There are many colonial monuments of significant historic value from the late nineteenth to early twentieth centuries, such as Béthanie Chapel and the oldest buildings at the University of Hong Kong.

neighborhood, Pok Fu Lam Country Park, China

The Peak

Undisputedly the top attraction in the territory, The Peak is thronged with tourists day and night. Towering over the skyscraper-studded financial center between the sparkling sea and rolling hills, this is the best place to marvel at Hong Kong’s world-famous cityscape. To many people, the sight from The Peak is the defining image of Hong Kong.

There are tourist facilities at The Peak such as a shopping mall, a wax museum and a garden. You can get there by bus, minibus or the scenic and historic Peak Tram from Central.

Because of its unparalleled vistas, the neighborhood has been the most exclusive residential area in the city since early colonial times.

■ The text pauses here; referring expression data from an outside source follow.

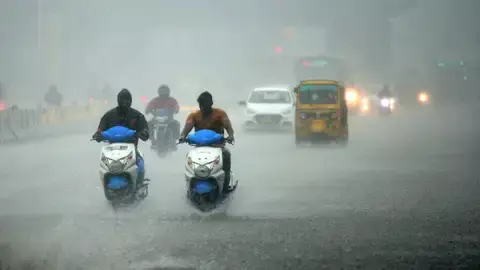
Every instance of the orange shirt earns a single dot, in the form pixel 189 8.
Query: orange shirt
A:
pixel 215 122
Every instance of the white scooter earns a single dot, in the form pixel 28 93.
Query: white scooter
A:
pixel 162 135
pixel 204 174
pixel 119 169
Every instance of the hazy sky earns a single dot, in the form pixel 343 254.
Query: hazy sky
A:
pixel 126 43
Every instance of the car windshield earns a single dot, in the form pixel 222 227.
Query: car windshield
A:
pixel 270 96
pixel 318 94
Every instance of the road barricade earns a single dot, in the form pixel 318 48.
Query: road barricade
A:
pixel 19 124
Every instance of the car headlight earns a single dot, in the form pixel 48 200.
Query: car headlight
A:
pixel 287 111
pixel 250 111
pixel 351 96
pixel 385 102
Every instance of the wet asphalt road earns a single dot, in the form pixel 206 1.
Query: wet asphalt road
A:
pixel 403 194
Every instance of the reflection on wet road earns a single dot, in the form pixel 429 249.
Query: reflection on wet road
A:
pixel 404 192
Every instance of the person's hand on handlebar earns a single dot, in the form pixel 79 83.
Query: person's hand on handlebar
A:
pixel 230 139
pixel 97 137
pixel 182 139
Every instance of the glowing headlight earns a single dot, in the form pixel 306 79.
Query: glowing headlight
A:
pixel 423 97
pixel 250 111
pixel 288 111
pixel 351 95
pixel 202 171
pixel 385 102
pixel 117 166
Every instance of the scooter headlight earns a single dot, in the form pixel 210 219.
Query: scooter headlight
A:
pixel 287 112
pixel 202 171
pixel 249 111
pixel 117 166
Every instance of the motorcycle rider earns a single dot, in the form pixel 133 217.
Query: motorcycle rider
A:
pixel 165 101
pixel 214 119
pixel 126 116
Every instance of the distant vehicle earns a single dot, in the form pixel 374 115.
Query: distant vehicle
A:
pixel 269 107
pixel 321 112
pixel 323 68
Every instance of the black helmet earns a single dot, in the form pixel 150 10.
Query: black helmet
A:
pixel 205 99
pixel 124 99
pixel 163 90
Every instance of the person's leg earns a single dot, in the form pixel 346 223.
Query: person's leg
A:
pixel 141 168
pixel 150 129
pixel 175 129
pixel 227 164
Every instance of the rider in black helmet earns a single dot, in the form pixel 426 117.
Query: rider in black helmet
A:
pixel 125 115
pixel 214 119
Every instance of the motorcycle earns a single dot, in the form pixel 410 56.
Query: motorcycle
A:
pixel 163 137
pixel 204 172
pixel 387 105
pixel 119 168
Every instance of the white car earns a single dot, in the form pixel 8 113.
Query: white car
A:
pixel 270 107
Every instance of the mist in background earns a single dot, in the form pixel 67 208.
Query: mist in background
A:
pixel 225 47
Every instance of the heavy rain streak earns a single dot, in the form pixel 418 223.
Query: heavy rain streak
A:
pixel 355 127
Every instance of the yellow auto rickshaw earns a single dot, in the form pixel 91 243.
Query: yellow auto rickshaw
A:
pixel 321 112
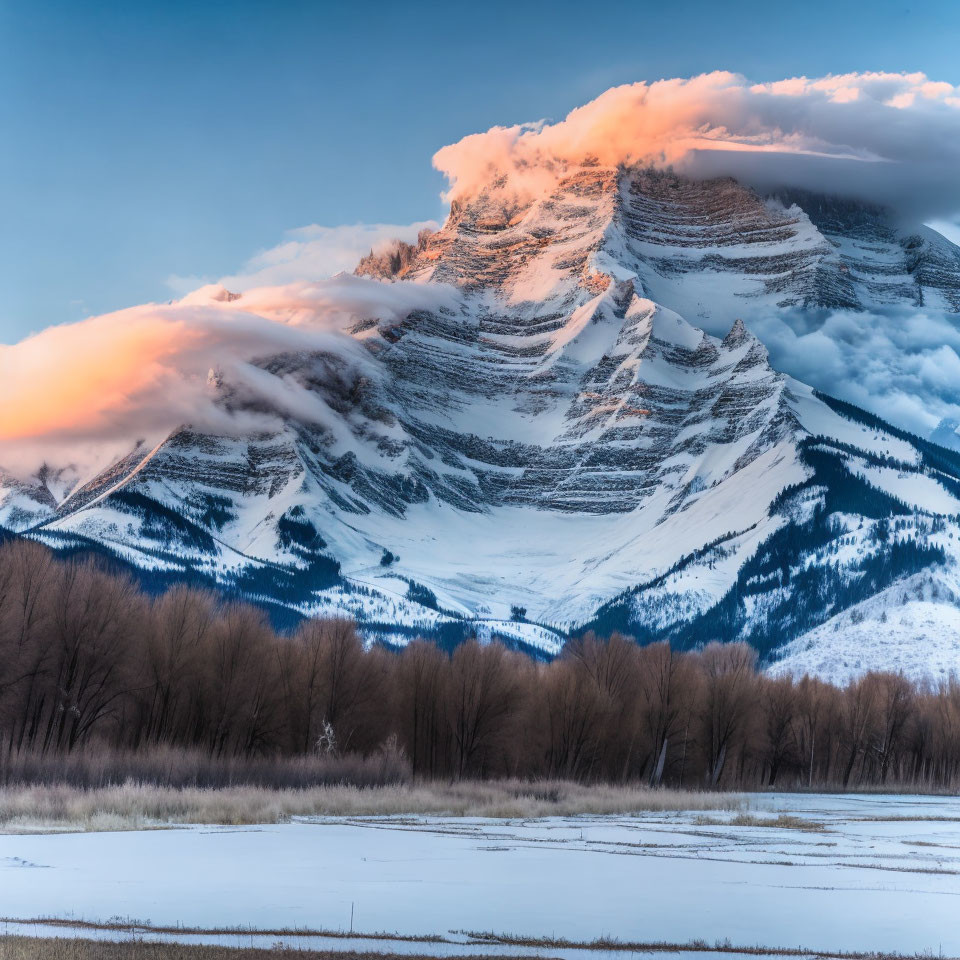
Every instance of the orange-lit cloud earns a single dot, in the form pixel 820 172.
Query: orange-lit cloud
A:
pixel 903 127
pixel 138 373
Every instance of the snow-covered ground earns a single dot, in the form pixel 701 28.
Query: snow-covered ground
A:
pixel 873 874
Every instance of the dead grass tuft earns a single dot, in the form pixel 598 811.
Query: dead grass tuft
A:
pixel 133 806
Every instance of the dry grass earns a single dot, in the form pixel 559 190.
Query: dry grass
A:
pixel 784 821
pixel 29 948
pixel 57 948
pixel 720 947
pixel 138 806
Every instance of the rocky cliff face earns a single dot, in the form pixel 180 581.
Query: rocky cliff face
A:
pixel 564 437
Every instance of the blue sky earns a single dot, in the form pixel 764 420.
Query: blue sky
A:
pixel 144 140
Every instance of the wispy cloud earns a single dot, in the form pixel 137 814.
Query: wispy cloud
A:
pixel 886 137
pixel 315 252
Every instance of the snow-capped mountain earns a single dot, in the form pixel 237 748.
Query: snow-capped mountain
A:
pixel 562 444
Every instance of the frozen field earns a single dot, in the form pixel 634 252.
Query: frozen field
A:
pixel 868 874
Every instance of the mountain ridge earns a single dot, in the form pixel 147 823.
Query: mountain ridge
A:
pixel 558 437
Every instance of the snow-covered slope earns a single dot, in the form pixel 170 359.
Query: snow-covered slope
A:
pixel 559 437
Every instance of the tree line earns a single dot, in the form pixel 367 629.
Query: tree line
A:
pixel 88 662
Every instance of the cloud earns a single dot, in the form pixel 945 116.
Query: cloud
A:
pixel 138 373
pixel 902 364
pixel 315 253
pixel 885 137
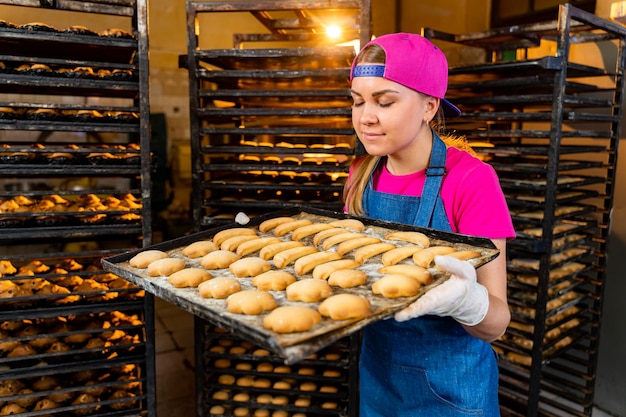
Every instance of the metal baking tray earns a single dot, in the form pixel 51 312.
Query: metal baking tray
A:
pixel 295 346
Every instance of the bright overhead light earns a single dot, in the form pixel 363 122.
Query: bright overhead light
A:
pixel 333 31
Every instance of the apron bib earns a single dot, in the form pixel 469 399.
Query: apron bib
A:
pixel 429 366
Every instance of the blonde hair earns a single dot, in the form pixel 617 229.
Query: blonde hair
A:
pixel 363 166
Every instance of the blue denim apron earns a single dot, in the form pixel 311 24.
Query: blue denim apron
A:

In 2018, a residential plot at 37 Barker Road was sold at a world record-breaking price of about US$37,800 per square foot.

victoria peak tram, Pok Fu Lam Country Park, China


With a strong tradition as a fishing community, the Aberdeen neighborhood in southern Hong Kong Island is famous for its fishing boats mooring in the typhoon shelter, the biggest wholesale fish market in Hong Kong, and the ornate Jumbo Kingdom floating restaurants (now closed). Its most well-known landmark, however, is probably Hong Kong’s local theme park, Ocean Park.

Aberdeen is one of the very few places in Hong Kong where the traditional sampan boat is still used as a means of commuting. You can hop on one for a short ride to the island of Ap Lei Chau at a mere cost of HK$2.50 (US$0.30).